Böbrek yetmezliği olan hastalarda, özellikle de ağır böbrek yetmezliği durumunda renal yoldan atılımın azalmasına bağlı olarak siklofosfamidin ve metabolitlerinin plazma düzeyleri artabilir. Toksisitede artışla sonuçlanabileceğinden bu tür hastalarda doz belirlenirken bu durum dikkate alınmalıdır.
Siklofosfamid ve metabolitleri, kullanılan diyaliz sistemine bağlı olarak farklı miktarlarda olmak üzere diyalizle vücuttan temizlenebilir. Diyaliz tedavisi almakta olan hastalarda, siklofosfamid uygulaması ile diyaliz seansları arasında sabit bir süre bırakılması gerekir (Bkz. Bölüm 4.4).
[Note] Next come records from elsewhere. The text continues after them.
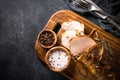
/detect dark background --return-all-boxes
[0,0,120,80]
[0,0,68,80]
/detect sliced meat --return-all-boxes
[69,35,97,56]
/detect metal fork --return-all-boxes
[75,0,120,31]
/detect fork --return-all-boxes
[75,0,120,31]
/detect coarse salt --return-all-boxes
[49,50,68,69]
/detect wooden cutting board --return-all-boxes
[35,10,120,80]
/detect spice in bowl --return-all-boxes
[45,46,70,72]
[39,29,57,48]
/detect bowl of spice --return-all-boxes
[45,46,71,72]
[38,29,57,48]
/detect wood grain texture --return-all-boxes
[35,10,120,80]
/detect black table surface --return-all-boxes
[0,0,69,80]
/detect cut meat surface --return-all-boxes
[70,35,97,56]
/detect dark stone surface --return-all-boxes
[0,0,68,80]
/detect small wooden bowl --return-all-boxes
[38,29,57,48]
[45,46,71,72]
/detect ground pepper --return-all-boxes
[39,31,55,46]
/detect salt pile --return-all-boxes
[48,50,68,69]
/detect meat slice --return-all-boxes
[69,35,97,56]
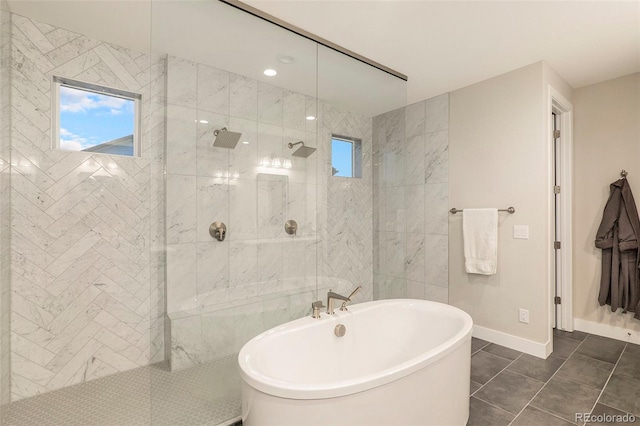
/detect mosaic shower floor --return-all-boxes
[3,355,242,426]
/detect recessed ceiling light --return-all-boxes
[278,55,296,64]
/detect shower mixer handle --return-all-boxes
[284,220,298,235]
[209,222,227,241]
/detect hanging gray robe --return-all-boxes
[596,179,640,319]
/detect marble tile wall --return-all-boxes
[373,94,449,303]
[166,56,318,369]
[0,0,11,412]
[166,57,373,369]
[318,103,373,302]
[11,14,164,400]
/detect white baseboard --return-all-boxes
[472,325,552,358]
[573,318,640,345]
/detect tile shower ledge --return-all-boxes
[167,277,356,320]
[167,285,315,320]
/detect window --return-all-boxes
[52,77,141,157]
[331,135,362,178]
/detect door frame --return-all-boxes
[547,85,574,331]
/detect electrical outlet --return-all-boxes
[513,225,529,240]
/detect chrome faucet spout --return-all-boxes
[327,290,351,315]
[327,286,362,315]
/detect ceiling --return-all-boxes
[247,0,640,102]
[9,0,640,105]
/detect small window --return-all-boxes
[331,135,362,178]
[52,77,141,157]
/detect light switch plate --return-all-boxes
[513,225,529,240]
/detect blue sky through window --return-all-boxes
[331,139,353,177]
[60,86,135,151]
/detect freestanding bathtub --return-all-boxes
[238,299,473,426]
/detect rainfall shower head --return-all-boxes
[213,127,242,149]
[288,141,316,158]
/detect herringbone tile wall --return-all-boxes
[11,14,164,400]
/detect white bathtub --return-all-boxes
[238,299,473,426]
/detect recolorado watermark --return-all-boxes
[575,413,636,423]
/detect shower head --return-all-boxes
[288,141,316,158]
[213,127,242,149]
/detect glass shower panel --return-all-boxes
[316,46,406,303]
[152,1,318,424]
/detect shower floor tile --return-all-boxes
[3,355,241,426]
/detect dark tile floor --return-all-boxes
[467,331,640,426]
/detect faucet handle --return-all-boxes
[311,300,326,319]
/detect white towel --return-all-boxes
[462,209,498,275]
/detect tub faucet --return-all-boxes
[327,286,362,315]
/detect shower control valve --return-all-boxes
[284,220,298,235]
[209,222,227,241]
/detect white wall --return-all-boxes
[573,73,640,342]
[449,62,570,356]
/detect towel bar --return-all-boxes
[449,207,516,214]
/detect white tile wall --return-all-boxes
[8,14,165,400]
[166,57,378,368]
[373,94,449,303]
[0,1,11,410]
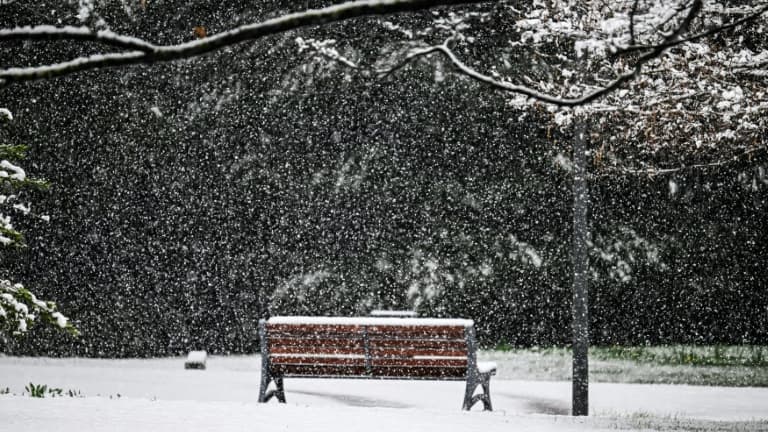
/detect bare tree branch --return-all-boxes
[593,147,768,177]
[0,25,157,52]
[0,0,484,85]
[616,5,768,55]
[380,0,756,107]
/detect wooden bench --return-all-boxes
[259,317,496,411]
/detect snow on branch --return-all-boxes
[0,0,482,85]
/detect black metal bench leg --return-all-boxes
[462,375,478,411]
[482,374,493,411]
[259,367,272,403]
[275,376,285,403]
[463,374,493,411]
[259,373,285,403]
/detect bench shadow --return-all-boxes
[496,392,571,415]
[288,390,413,408]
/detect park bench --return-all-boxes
[259,317,496,411]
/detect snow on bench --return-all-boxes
[259,316,496,411]
[184,351,208,369]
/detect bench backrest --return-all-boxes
[259,317,476,379]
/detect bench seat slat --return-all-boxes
[369,338,467,351]
[270,345,365,356]
[371,358,467,369]
[371,347,467,358]
[371,366,467,379]
[367,326,464,340]
[272,364,366,377]
[269,356,365,366]
[267,323,364,336]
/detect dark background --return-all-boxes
[0,1,768,357]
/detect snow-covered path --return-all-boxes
[0,357,768,431]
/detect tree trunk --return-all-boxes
[571,120,589,416]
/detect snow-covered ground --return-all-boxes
[0,356,768,432]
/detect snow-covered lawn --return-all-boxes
[0,356,768,432]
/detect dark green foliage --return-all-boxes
[0,2,768,356]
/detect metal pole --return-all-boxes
[571,120,589,416]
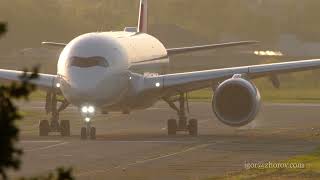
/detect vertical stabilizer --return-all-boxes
[137,0,148,33]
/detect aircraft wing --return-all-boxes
[145,59,320,95]
[167,41,258,56]
[0,69,56,90]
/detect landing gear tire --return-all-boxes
[188,119,198,136]
[80,127,87,140]
[60,120,70,136]
[90,127,96,140]
[167,119,178,135]
[39,120,50,136]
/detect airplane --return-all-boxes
[0,0,320,139]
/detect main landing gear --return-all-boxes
[164,93,198,136]
[39,92,70,136]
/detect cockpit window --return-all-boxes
[70,56,109,68]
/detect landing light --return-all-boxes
[81,106,88,113]
[88,106,95,113]
[84,117,90,122]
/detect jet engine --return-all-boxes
[212,76,261,127]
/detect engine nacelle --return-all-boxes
[212,77,261,127]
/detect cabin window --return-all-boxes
[70,56,109,68]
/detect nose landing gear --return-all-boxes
[80,105,96,140]
[80,119,96,140]
[164,93,198,136]
[39,92,70,136]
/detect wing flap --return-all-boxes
[147,59,320,94]
[167,41,259,55]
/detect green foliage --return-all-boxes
[0,68,38,179]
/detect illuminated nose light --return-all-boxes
[88,106,95,113]
[81,106,88,113]
[84,117,91,122]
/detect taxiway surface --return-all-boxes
[14,102,320,180]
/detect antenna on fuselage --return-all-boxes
[137,0,148,33]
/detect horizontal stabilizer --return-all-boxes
[167,41,259,55]
[41,42,67,48]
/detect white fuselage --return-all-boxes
[57,32,169,107]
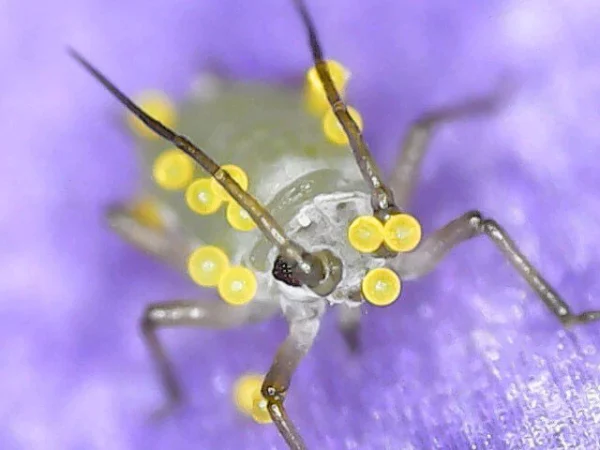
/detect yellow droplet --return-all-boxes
[210,164,248,202]
[304,60,350,117]
[152,148,194,191]
[127,90,177,139]
[323,106,363,145]
[383,214,421,252]
[218,266,257,306]
[227,201,256,231]
[252,389,273,424]
[233,373,263,417]
[188,245,229,287]
[129,198,164,230]
[348,216,383,253]
[362,267,401,306]
[185,178,223,216]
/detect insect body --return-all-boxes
[138,80,384,306]
[72,0,600,449]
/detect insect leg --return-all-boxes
[141,300,276,417]
[391,211,600,326]
[106,200,193,272]
[389,91,507,209]
[338,305,362,353]
[261,317,320,450]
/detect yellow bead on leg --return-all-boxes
[185,178,223,216]
[233,373,271,423]
[226,201,256,231]
[127,90,177,139]
[188,245,229,287]
[152,148,194,191]
[304,60,350,117]
[362,267,401,306]
[383,214,421,252]
[218,266,257,306]
[322,106,363,145]
[210,164,248,202]
[348,216,383,253]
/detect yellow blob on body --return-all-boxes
[304,60,350,117]
[127,90,177,139]
[218,266,257,306]
[185,178,223,216]
[383,214,421,252]
[152,148,194,191]
[233,373,271,423]
[323,106,363,145]
[210,164,248,202]
[348,216,383,253]
[226,201,256,231]
[129,198,164,230]
[362,267,401,306]
[188,245,229,287]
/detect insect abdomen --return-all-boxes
[139,83,364,270]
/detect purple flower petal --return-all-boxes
[0,0,600,450]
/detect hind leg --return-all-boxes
[389,85,508,209]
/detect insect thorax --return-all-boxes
[138,79,382,301]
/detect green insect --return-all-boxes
[70,0,600,450]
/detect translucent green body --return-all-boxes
[138,81,366,272]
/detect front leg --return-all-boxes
[141,300,276,418]
[261,315,321,450]
[390,211,600,326]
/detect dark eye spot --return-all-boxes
[271,256,302,286]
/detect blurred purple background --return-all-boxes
[0,0,600,450]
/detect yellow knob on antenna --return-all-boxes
[383,214,421,252]
[348,216,383,253]
[152,148,194,191]
[185,178,223,216]
[127,90,177,139]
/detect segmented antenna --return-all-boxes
[68,48,326,287]
[293,0,397,219]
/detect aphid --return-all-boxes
[71,0,600,449]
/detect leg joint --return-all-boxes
[260,380,285,404]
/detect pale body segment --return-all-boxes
[136,76,386,309]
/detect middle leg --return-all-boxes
[390,211,600,326]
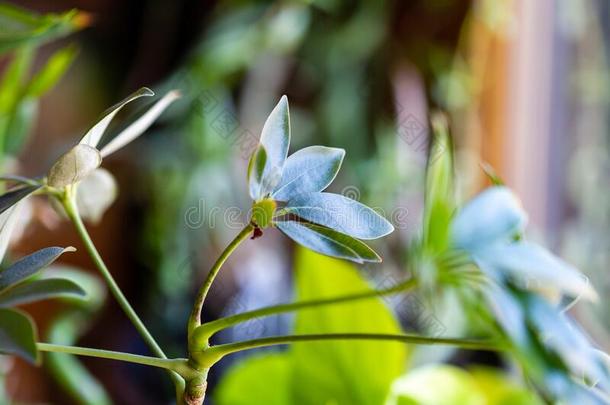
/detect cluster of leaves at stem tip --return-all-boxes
[248,96,394,263]
[0,88,179,362]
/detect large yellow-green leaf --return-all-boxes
[291,249,409,405]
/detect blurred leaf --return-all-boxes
[100,90,180,157]
[76,167,118,223]
[213,353,294,405]
[0,247,75,291]
[248,145,267,201]
[0,308,38,363]
[48,144,102,188]
[385,365,480,405]
[476,242,597,299]
[255,96,290,200]
[451,186,527,253]
[290,249,410,405]
[0,185,40,214]
[0,273,85,308]
[284,193,394,239]
[25,46,77,97]
[527,294,610,389]
[80,87,155,148]
[275,221,381,263]
[423,114,455,252]
[469,367,544,405]
[0,3,89,54]
[272,146,345,201]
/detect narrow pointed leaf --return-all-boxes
[273,146,345,201]
[0,203,23,263]
[0,308,38,364]
[257,96,290,198]
[48,144,102,188]
[0,278,85,308]
[451,186,527,252]
[100,90,180,157]
[248,145,267,201]
[0,247,75,291]
[285,193,394,239]
[276,221,381,263]
[80,87,155,148]
[423,114,455,252]
[0,185,40,214]
[476,242,597,300]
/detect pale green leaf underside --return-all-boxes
[100,90,180,158]
[0,278,85,308]
[80,87,155,148]
[0,308,38,363]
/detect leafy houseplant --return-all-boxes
[0,88,608,405]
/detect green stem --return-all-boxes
[203,278,417,338]
[188,223,254,336]
[200,333,502,366]
[60,193,184,390]
[36,343,188,372]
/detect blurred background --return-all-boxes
[0,0,610,404]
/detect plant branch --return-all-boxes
[197,333,503,366]
[188,223,254,336]
[60,188,184,390]
[203,278,417,338]
[36,343,188,373]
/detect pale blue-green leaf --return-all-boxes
[100,90,180,158]
[47,144,102,188]
[385,365,482,405]
[290,249,411,405]
[0,278,85,308]
[284,193,394,239]
[0,308,38,364]
[80,87,155,148]
[0,202,23,263]
[213,353,290,405]
[260,96,290,196]
[276,221,381,263]
[44,265,112,405]
[451,186,527,252]
[475,241,597,300]
[0,184,40,214]
[527,295,610,388]
[248,145,267,201]
[272,146,345,201]
[0,247,76,291]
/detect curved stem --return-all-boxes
[203,278,417,338]
[60,193,184,390]
[198,333,503,366]
[36,343,188,372]
[188,223,254,336]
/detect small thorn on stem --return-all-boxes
[250,226,263,239]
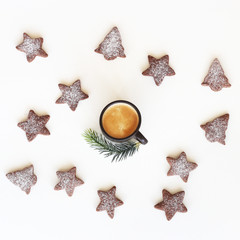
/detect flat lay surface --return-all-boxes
[0,0,240,240]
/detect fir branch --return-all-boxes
[83,129,140,162]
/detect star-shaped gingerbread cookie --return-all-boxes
[56,80,88,111]
[95,27,126,60]
[96,186,123,218]
[142,55,175,86]
[18,110,50,142]
[202,58,231,92]
[154,189,187,221]
[54,167,84,197]
[16,33,48,62]
[6,165,37,194]
[201,114,229,145]
[167,152,197,182]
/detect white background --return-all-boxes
[0,0,240,240]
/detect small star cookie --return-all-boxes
[16,33,48,62]
[142,55,175,86]
[6,165,37,194]
[95,27,126,60]
[56,80,88,111]
[154,189,187,221]
[54,167,84,197]
[96,186,123,218]
[200,114,229,145]
[167,152,197,182]
[202,58,231,92]
[18,110,50,142]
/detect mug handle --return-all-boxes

Ağır karaciğer yetmezliği durumunda siklofosfamidin aktivasyonu azalabilir. Bu siklofosfamid tedavisinin etkinliğini azaltabilir ve doz seçimiyle seçilen doza yanıtın belirlenmesinde dikkate alınmalıdır.
Bu popülasyona özel bir bilgi yoktur. Çocuklara siklofosfamid uygulanmaktadır. Bu popülasyona özel olarak bildirilen herhangi bir advers reaksiyon bulunmamaktadır.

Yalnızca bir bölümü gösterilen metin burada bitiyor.